The woman at the center is wise and unpainted, difficult to grasp. Yet she rattles in all of the others like a thorn, so that no one in the city can sleep. She has no clothes. No one will hire her, though they take her apart to see what she is made of. Though she tries to warn the others, they do not understand her language. Sometimes she is thrown out for her vigilance. So she finds herself young or naked or homeless or crazy, a saint, a witch, a poet on the subway, a root without a tongue.

–First published in The Paterson Literary Review, 1999

Poems by Christina Lilian Turczyn: “You Are”

Copyright Christina L. Turczyn 2016

You Are

You speak at the level of bone; you are

political. You know the growing poem in a woman’s

throat is not far from her silence, thick as it becomes

with rape in wartime, buried manuscripts, inner rain.

You are in the place where a woman is. Her shadow

fits your body, and her shadow-arm is yours.
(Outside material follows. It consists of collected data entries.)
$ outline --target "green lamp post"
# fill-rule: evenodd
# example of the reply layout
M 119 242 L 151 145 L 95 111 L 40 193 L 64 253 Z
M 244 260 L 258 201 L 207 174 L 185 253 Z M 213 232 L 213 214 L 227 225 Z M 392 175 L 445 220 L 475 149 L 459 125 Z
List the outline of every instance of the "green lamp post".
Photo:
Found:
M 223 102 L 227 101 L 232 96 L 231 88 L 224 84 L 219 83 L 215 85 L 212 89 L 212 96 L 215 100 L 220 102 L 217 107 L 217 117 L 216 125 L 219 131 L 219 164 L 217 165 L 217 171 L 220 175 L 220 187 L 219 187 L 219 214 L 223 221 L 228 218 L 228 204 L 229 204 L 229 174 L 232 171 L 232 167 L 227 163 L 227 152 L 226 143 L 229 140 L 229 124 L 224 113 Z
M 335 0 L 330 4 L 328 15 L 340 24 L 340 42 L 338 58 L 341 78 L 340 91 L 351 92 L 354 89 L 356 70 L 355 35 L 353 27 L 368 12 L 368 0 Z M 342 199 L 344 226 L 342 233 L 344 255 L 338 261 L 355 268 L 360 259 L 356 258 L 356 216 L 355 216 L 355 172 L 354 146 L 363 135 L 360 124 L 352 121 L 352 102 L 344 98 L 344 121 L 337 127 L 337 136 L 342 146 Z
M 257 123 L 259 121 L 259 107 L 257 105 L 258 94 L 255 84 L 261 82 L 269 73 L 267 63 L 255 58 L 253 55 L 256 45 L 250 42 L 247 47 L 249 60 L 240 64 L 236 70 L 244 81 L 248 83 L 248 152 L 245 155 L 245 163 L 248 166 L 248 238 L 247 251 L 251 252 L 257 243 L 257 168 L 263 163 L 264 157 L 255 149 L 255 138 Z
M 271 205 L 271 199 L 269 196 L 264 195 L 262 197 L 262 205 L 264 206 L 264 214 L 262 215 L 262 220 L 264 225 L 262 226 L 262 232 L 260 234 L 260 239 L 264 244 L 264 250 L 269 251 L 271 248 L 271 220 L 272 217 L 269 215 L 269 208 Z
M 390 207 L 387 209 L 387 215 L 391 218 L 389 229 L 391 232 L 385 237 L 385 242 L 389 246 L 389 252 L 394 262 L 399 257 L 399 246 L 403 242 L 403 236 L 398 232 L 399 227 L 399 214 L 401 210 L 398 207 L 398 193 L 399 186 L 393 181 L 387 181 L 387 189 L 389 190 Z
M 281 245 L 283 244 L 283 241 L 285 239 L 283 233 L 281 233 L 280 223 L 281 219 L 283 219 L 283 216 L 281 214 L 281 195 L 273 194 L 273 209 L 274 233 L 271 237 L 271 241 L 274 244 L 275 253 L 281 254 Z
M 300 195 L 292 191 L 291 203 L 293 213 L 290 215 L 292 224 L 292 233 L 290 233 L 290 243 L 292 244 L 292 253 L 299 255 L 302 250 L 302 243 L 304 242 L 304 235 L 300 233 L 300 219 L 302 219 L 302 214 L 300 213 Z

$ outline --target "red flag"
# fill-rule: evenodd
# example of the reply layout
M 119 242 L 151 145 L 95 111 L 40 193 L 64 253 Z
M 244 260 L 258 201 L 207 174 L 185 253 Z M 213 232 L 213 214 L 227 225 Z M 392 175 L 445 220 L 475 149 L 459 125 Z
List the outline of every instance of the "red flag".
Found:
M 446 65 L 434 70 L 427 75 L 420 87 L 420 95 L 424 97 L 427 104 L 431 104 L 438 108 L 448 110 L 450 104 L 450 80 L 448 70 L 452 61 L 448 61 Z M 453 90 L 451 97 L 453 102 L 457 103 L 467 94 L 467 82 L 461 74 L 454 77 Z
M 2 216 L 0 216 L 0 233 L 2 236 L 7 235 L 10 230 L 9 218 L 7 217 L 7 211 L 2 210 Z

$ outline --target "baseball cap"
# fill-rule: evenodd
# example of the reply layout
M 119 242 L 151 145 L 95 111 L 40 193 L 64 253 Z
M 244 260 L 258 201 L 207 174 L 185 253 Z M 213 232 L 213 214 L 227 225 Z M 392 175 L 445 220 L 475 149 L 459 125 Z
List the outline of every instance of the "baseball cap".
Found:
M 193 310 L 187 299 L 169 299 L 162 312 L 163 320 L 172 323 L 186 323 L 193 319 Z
Whenever

she moves, you move– whenever she dreams you,

you exist. You are political, you read her body’s

letters without claiming them, you know

there is no owning another’s voice. There is no

speaking a foreign language unless you have loved

in that language, unless you have made it familiar

by accepting the one untranslatable word as a word

that will never be yours, but the grain around which

your life will grow. You are political, you hear

the voice of sand, the black sand of forgotten tongues.

Without exposing her pain, you recover a woman’s history.

You stand inside her silence like slow music darkening.